Sunday, September 8, 2024

Deficits

                                                                                   written 1 September, 2024

                                                                               published 8 September, 2024

 

            When the "outgoing" is greater than the "incoming", a deficit arises.  In political discussion, this usually refers to the US fiscal deficit, which has risen from $5.7T in 2000, to $35.3T today.  Bush the younger spent $4.3T on the "war on terror" in Afghanistan and Iraq.  Obama spent $9.6T bailing out the economy after banks crashed housing.  Trump spent $8.1T on tax cuts for the wealthy.  Biden spent $7.6T keeping the economy out of depression during the COVID pandemic.  Republicans spent on wars and billionaires, and Democrats spent on keeping the economy alive, both parties showing their core concerns.

            The deficit is large and growing, with real economic consequences, but it is really only a fiction.  Money is a concept, of value only by virtue of collective social agreement.  As a concept, money can be conjured into existence.  When money is deposited into a bank, the bank can then loan out 10 times as much, created on nothing more than "trust".  These days, most money has no physical existence, living only as electronic data.  The 8 percent that is "hard" currency has little physical value of its own.  

            While the fiscal deficit draws most attention, especially during campaign years, other deficits have greater real-life impact, and unlike money, solutions can't be created out of nothing.

            The US loses topsoil 5 times faster than it is being created, for a net deficit of 58B tons over the last 160 years.  Healthy topsoil has 200B organisms per cubic foot, essential for plant nutrition and water retention.  As this living system degrades, and the soil erodes, growing food becomes more difficult and expensive, and what is grown has declining nutritional value.  Yet commercial farming focuses on making money to service their debts, which takes priority over restoring topsoil.

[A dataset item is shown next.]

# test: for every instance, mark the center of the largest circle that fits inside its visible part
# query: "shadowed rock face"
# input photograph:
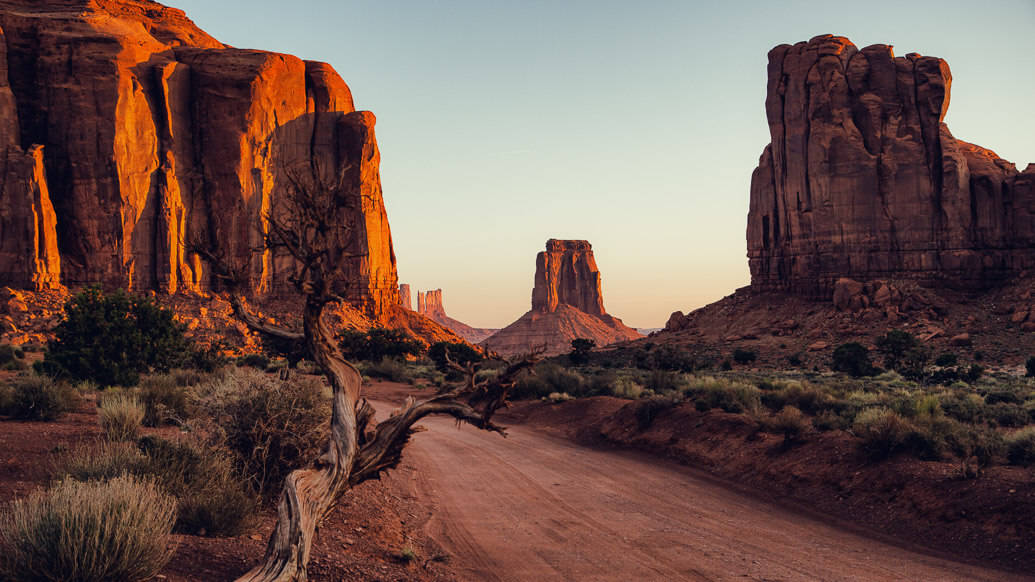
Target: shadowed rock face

            Another deficit is ground water, which provides drinking water for half the US population, and 50B gallons a day for agriculture.  Ground water aquafer recharge rates vary, some as slow as thousands of years.  As population and agriculture production increases, using bigger pumps on deeper wells, larger ground water deficits occur, and land subsides as much as 5 inches per year in some areas.  The changing climate has affected rainfall patterns, bringing flooding and droughts, making ground water extraction more critical and precarious.

            All physical systems begin to deteriorate as soon as they are constructed, demanding periodic servicing to identify problems and make needed repairs.  This is an ongoing expense, which is often deferred due to budget limitations, or desires to appear more "profitable", creating a physical deficit that grows with time.  The long-term consequences can be disastrous and expensive. 

            The US has over 90,000 dams, with an average age of 60 years.  Engineering and seismic designs have progressed enormously in that time period, so what seemed "good design" at the time is now more questionable.  Add in the consequence of "deferred maintenance", and over 2,000 are in poor condition, endangering life if they fail, requiring over $80B to repair.  As rainfall becomes more extreme, the stress on these dams increases.

            The US has over 600,000 bridges, with 40 percent over 50 years old.  Due to age and neglect, 46,000 are structurally deficient and in "poor" condition, yet they carry almost 180 million vehicles a day.  Mitigation will cost over $100B, and the current rate of repair is half what is required, resulting in increasing risk over time.

            This is just a partial list of real-world deficits that affect our social wellbeing.  These problems stem from the growing focus on maximizing "profit" over every other concern.  For instance, stock buybacks are on the rise, which benefit the shareholders, but reduces the capacity of the industry to maintain their infrastructure or modernize their operations.  As wealth accrues disproportionally to the very wealthy, who then use their political clout to reduce their taxes, cities and states are under increased budget pressures to defer essential planning and maintenance.

             The common factor is lack of whole systems planning and the belief in exclusive gain.  Making money by ignoring the consequences, and getting "someone else" to pay the cleanup cost, is considered "good business".  Our culture honors those who accumulate more than everyone else, but complains when things fall apart, which happens because the world is totally connected.  This is a deep societal dysfunction, with thousands of years of history.  Change may seem slow, but it is inevitable, because the alternative is collapse.